The United States Supreme Court held in Hayward v. Eliot National Bank, 96 U.S. 611; 24 L. Ed. 855:

"The question of acquiescence or delay may often be controlled by the nature of the property which is the subject of litigation. 'A delay which might have been of no consequence in an ordinary case, may be amply sufficient to bar relief when the property is of a speculative character, or is subject to contingencies, or where the rights and liabilities of others have been in the mean time varied.' Kerr, Mistake and Fraud, Bump's ed. 302, 306; Twin Lick Oil Co. v. Marbury, 91 U.S. 587; 23 L. Ed. 328."

The property involved in this litigation comprised the assets of an insolvent banking institution, and the circumstances, as outlined above, were such as to call for prompt action by the plaintiff. The property was "subject to contingencies" and the "rights and liabilities" of others have been in the mean time varied." See, also, Joseph v.
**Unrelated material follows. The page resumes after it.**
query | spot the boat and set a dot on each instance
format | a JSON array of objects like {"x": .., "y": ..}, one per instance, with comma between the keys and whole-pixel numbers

Davenport (Iowa), 89 N.W. Rep. 1081, and Howard v. West Jersey and Seashore Railroad Co., 102 N.J. Eq. 517.

We conclude that, under the facts and circumstances of this case, the appellant was estopped to maintain this action.

We have carefully examined the other points raised by appellant, but do not deem it necessary to deal with them.

The judgment is affirmed, with costs.